In an open access business model resting on upstream financing, it appears
that research intensive institutions that publish a significant fraction
of the world's research would also be paying for a significant share of
the total publishing costs. It also appears that, as a result, they would
be financially supporting access to the scientific literature for
everybody else - a generous but unrealistic idea. However, this thesis is
true if (and only if) these same institutions are the sole sources for the
financing of their faculty's publications. Recently, other sources of
financing have begun to be discussed and even implemented. The Wellcome
Trust, in this regard, is advocating open access publishing with support
from the agencies that support research financially. In this case, the
same institutions that pool a large fraction of the research funds would
also pool financial resources. A meeting of granting agencies at the
Hughes Foundation in April demonstrates that the Wellcome Trust is not
alone in thinking about these issues or along these lines. More recently,
the Berlin Declaration at the Max Planck Gesellschaft underscored the same
concern in yet another set of granting agencies.
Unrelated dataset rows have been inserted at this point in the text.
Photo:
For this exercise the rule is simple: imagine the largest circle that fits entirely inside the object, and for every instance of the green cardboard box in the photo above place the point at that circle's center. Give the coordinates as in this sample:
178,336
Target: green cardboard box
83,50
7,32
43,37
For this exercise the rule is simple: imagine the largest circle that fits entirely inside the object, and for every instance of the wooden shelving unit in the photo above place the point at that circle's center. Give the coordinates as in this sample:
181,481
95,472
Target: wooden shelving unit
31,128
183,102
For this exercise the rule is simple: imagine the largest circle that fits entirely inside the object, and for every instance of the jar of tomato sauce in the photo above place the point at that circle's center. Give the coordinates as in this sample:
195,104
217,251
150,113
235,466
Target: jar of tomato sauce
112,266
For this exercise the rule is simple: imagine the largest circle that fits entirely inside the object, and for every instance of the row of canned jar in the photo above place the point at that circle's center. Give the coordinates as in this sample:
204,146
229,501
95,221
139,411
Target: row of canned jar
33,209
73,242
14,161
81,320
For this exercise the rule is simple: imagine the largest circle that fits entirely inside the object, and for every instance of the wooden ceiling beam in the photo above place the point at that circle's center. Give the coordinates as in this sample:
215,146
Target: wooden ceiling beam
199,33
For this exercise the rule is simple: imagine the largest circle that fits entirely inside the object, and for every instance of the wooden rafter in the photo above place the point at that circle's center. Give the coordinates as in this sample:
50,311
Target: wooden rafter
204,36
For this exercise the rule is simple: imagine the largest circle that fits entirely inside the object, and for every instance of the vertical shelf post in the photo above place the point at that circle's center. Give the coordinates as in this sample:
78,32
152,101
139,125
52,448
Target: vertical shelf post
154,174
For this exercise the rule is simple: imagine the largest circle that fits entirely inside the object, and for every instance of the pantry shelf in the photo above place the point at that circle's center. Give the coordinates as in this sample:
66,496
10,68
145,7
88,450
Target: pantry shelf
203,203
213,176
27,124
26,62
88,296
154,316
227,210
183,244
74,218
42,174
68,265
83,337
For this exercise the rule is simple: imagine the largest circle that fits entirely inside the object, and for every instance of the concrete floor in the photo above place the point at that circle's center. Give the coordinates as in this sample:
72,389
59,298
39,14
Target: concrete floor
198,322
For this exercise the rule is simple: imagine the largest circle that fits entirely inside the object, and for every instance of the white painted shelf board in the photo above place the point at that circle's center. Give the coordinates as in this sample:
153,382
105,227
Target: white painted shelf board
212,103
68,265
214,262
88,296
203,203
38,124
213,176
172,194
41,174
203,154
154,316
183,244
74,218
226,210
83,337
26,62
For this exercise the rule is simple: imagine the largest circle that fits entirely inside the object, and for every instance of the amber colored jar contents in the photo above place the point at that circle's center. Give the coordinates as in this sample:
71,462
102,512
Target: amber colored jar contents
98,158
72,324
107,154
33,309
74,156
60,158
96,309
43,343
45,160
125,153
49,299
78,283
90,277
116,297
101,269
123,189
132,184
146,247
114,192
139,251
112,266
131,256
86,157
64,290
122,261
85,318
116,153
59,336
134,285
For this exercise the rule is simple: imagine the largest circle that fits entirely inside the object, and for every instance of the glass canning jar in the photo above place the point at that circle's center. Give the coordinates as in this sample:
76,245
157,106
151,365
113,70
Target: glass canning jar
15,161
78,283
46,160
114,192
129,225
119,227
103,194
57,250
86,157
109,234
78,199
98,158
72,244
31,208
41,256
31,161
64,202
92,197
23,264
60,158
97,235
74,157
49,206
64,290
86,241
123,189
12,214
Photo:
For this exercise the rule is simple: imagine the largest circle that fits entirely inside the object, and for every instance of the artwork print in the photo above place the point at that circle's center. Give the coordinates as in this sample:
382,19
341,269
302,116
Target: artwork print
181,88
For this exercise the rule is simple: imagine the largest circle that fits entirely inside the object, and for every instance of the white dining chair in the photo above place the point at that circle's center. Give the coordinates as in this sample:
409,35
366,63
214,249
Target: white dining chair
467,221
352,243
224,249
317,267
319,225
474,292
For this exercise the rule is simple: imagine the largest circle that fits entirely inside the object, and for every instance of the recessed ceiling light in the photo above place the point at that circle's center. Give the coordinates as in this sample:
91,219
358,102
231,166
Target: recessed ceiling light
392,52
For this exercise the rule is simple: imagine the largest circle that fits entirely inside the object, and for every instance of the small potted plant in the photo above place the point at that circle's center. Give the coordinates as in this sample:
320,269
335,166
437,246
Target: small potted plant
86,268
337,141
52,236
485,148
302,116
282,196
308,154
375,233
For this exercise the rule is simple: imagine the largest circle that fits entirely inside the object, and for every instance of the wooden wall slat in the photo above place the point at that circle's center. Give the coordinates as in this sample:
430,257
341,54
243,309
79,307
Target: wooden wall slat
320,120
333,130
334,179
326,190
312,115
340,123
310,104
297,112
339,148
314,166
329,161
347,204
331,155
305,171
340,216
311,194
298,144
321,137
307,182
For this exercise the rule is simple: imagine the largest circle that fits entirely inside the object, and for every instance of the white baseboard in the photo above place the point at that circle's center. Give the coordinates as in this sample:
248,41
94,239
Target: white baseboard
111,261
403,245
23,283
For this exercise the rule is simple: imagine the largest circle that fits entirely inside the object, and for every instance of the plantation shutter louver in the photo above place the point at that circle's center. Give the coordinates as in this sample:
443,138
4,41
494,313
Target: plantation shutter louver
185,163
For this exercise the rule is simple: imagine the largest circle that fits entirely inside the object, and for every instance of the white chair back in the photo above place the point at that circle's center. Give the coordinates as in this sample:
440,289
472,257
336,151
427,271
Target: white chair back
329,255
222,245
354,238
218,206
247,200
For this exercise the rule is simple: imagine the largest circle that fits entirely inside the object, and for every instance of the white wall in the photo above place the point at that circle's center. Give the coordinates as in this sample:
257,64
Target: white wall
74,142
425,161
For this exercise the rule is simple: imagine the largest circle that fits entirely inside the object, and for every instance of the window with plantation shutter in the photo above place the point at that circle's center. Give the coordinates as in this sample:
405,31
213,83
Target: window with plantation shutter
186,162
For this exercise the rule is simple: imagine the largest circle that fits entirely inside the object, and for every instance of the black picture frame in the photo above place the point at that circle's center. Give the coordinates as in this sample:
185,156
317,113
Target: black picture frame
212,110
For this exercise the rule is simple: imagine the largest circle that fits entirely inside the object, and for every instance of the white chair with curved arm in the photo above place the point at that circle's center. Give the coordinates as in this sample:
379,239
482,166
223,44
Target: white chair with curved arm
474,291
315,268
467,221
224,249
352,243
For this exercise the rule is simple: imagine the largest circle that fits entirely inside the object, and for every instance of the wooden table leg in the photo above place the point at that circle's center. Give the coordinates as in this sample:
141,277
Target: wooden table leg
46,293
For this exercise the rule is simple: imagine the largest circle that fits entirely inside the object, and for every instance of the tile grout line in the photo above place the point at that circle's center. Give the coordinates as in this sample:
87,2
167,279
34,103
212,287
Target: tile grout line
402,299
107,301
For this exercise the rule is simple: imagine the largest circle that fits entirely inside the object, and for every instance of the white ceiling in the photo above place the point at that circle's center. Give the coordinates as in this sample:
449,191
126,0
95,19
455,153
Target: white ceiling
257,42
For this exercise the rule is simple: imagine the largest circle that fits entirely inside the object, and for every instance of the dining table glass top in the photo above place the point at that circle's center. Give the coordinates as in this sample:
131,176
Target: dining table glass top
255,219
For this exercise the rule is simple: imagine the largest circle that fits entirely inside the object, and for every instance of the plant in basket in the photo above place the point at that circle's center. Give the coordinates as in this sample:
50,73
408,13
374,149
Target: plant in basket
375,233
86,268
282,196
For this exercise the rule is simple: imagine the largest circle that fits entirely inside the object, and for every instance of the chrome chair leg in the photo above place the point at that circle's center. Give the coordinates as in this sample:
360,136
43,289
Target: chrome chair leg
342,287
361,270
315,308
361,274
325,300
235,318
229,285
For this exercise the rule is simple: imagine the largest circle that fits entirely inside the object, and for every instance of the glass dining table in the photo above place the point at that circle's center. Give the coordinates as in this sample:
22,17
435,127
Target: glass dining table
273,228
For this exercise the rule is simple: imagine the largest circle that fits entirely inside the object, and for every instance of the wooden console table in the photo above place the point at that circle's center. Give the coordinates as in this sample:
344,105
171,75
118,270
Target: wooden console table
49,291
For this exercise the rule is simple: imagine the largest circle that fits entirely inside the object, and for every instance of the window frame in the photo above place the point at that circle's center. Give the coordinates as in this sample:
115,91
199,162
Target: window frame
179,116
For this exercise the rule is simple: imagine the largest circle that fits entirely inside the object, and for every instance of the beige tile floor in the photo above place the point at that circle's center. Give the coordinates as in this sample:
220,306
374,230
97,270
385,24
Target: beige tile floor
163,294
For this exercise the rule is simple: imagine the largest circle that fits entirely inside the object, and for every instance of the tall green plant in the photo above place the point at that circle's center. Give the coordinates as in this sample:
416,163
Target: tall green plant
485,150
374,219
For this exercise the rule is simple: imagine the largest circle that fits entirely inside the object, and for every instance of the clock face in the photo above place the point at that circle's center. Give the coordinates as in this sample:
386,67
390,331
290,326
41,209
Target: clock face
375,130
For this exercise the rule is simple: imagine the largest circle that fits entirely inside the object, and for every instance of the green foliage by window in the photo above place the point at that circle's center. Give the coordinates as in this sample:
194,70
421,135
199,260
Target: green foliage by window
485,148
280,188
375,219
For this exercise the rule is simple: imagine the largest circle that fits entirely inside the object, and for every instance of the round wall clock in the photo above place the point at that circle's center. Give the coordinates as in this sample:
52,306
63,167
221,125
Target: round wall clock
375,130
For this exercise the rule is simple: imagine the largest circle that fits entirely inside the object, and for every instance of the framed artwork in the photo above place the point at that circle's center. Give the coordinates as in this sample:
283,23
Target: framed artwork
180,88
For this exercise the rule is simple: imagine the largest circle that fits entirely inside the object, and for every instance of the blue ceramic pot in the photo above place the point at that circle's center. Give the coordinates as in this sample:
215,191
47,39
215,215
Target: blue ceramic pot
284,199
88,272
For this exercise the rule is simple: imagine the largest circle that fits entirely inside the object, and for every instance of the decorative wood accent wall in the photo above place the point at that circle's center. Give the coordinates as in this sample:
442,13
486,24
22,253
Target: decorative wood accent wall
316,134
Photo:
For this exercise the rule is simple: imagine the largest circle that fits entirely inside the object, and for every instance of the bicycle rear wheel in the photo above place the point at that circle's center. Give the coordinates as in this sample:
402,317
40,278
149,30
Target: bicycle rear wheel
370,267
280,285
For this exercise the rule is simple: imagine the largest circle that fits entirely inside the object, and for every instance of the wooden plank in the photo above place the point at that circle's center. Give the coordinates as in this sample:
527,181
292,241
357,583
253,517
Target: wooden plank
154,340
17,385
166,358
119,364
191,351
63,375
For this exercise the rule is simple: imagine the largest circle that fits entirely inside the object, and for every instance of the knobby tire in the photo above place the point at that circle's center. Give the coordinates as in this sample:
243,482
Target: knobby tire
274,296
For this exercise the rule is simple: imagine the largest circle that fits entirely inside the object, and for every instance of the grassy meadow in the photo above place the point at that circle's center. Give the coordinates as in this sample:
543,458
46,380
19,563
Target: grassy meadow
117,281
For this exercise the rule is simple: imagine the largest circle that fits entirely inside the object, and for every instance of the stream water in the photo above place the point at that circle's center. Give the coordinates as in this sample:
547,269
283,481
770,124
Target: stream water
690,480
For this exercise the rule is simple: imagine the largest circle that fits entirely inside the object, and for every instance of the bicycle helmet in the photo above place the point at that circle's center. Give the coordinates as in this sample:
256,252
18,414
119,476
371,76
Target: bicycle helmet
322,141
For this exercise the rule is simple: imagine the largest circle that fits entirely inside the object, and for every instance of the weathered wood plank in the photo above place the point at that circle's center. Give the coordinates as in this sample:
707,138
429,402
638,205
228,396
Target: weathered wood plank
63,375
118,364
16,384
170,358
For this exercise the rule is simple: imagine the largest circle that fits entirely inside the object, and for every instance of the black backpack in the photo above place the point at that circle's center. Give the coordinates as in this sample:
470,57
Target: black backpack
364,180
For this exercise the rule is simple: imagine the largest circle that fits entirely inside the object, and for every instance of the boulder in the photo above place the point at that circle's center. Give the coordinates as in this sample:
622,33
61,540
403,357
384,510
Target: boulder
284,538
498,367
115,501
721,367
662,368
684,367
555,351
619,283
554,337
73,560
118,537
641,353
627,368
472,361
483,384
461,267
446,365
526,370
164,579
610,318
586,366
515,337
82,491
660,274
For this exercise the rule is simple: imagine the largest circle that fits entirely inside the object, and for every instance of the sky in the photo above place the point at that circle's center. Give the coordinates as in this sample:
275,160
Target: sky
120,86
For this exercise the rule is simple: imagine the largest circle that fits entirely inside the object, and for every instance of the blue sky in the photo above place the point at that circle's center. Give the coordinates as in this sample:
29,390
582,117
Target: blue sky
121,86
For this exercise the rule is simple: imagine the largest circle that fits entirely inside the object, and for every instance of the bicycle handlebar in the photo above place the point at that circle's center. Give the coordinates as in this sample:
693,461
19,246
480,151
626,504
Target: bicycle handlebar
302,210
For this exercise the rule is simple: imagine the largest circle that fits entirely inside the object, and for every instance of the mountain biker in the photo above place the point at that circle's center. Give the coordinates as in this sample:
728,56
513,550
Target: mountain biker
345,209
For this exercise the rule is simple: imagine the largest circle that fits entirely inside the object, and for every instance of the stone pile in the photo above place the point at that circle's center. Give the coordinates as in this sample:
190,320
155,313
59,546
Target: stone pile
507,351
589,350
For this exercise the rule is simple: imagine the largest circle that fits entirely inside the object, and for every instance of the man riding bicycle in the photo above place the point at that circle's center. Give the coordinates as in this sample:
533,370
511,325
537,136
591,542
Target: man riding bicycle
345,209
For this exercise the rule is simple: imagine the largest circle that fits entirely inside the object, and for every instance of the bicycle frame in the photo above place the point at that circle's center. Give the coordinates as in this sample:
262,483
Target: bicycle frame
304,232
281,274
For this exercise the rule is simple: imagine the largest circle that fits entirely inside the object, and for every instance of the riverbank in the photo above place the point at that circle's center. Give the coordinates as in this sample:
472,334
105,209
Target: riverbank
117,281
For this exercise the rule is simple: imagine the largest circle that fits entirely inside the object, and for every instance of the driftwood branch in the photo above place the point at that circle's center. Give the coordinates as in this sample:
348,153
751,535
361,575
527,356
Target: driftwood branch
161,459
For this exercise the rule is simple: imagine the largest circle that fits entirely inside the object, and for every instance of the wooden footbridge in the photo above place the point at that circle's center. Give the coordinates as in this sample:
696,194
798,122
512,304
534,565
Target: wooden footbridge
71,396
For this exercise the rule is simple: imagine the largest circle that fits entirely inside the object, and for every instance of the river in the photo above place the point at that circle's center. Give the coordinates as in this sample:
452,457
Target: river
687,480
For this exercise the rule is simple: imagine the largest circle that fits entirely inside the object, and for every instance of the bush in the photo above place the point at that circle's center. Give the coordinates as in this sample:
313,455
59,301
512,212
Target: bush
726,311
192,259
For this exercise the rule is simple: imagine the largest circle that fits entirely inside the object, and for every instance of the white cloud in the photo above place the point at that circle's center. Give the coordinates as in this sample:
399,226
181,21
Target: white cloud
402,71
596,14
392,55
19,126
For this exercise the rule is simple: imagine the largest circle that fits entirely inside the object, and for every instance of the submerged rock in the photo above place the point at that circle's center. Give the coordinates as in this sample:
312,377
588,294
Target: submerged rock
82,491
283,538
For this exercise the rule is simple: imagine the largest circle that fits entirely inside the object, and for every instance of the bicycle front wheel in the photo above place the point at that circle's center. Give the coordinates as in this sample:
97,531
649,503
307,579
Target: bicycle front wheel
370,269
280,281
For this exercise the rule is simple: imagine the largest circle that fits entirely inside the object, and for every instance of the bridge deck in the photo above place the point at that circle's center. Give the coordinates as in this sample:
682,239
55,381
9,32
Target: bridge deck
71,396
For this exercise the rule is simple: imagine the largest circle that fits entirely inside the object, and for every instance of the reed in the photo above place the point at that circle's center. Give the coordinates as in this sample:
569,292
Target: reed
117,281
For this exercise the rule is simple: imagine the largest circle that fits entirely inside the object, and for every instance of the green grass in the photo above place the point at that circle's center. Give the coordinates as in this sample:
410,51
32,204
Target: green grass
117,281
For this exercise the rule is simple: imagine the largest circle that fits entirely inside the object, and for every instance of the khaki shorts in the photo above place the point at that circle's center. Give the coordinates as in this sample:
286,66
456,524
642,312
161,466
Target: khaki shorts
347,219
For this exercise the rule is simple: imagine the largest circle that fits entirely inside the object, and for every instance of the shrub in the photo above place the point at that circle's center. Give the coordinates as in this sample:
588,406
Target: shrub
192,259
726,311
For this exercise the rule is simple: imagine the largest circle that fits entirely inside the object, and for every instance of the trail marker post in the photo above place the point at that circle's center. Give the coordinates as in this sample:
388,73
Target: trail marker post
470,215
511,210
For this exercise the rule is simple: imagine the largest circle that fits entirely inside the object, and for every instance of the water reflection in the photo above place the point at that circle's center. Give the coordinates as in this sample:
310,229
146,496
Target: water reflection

In short, we may be on
the verge of seeing new granting policies develop in a number of granting
agencies, policies which, for example stipulate that research funded by
agency or foundation X must be made freely available to the whole world.

Other elements are also relevant in this regard:

	1. To start with a quibble, many journals already require various
kinds of page charges; these ought to be discounted in any rigorous
comparison between the present business model and the open acces model.
This is a marginal point.

	2. More importantly, Biomed Central offers institutional
publishing subscriptions that, up to now at least, correlate with the
number of reseachers active in the field, and not with the number of
publications produced. This creates an even-playing field between
institutions of similar size. PLoS recently announced a similar plan two
days ago (http://www.plos.org/news/announce_instmem.html). In any case,
Open access publications are presently testing a variety of business
models, exactly like licensing schemes among publishers (e.g. Elsevier's
(in)famous Big Deal). Any comparisons done at this stage should clearly
state that they are highly provisional;

	3. National organizations are beginning to negotiate national
deals with the same publishing houses. These deals cover whole sets of
institutions, as the deal negotiated in Britain by JISC exemplifies. It
involves 180 institutions.  INSERM in France has struck a similar deal. I
suspect this is going to put some pressure on US similar institutions
because their researchers are going to clamor for equal chances against
their foreign competitors;

	4. Although probably temporary, the financial help provided by a
number of foundations (in particular OSI) has helped kickstart the process
for poorer countries and institutions.

Another point also requires a comment: Ann writes "Should the marketplace
of prospective readers play no role in the economic model at all?"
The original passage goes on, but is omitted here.